Diagnosis of ARBD can be difficult for a number of reasons:
Whilst the symptoms and severity of impairment vary greatly in different people, there are three broad categories of symptom that professionals can use to help them decide if someone has ARBD:
- Problems with long- and short-term memory, with information rarely retained for more than 20 minutes.
- Reasoning problems interfering with tasks such as weighing up options, understanding the implications of decisions and learning new information.

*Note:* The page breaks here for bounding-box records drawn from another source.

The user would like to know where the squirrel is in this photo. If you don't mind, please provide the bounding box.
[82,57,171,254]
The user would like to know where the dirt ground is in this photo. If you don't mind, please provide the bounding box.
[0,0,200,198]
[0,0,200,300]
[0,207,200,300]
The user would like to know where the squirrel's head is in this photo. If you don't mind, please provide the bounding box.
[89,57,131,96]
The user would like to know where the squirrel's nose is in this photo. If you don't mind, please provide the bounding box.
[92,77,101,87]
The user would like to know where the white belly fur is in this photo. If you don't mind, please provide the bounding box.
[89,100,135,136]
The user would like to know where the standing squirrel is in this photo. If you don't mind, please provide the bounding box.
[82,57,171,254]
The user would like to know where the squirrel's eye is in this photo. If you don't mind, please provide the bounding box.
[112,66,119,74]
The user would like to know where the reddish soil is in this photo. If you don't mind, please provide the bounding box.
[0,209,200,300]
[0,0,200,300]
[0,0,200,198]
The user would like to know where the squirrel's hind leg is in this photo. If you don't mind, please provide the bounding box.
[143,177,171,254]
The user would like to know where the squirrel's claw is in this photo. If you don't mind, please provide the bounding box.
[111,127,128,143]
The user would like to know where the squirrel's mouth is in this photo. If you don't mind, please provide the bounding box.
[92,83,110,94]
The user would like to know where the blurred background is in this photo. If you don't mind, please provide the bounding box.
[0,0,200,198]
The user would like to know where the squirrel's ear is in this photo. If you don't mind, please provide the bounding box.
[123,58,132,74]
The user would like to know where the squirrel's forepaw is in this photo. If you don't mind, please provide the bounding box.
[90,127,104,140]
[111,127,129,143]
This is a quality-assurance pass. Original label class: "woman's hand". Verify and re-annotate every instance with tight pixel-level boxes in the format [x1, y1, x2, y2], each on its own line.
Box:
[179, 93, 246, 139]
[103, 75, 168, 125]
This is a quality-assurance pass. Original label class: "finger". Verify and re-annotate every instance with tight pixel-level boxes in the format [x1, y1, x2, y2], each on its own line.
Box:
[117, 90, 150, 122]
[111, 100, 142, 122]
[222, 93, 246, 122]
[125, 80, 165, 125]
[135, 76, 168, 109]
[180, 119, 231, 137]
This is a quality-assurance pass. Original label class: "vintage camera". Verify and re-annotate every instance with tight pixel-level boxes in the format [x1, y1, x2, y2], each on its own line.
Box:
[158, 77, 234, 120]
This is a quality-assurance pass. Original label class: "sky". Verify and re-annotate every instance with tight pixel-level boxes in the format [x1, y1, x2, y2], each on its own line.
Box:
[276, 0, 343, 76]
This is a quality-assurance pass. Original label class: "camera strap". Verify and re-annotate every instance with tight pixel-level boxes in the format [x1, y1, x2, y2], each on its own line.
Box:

- Problems with impulse control, including difficulty managing emotions and aggression, tendencies to disclose personal information inappropriately at times and difficulty in coping with even minor stresses.
There are also some other factors in a person’s medical history that can indicate ARBD and prompt clinicians to test for it:
People with ARBD symptoms should be assessed for their cognitive functioning – how well they respond to tasks that require different brain processes, including memory. There are several tests that can be used, depending on the severity of the impairment. Some of the tests that might be used are:
- Abbreviated Mental Test Score (AMTS)
- 10 questions that look at memory and other functions. This might be carried out at a GP surgery or in a care setting.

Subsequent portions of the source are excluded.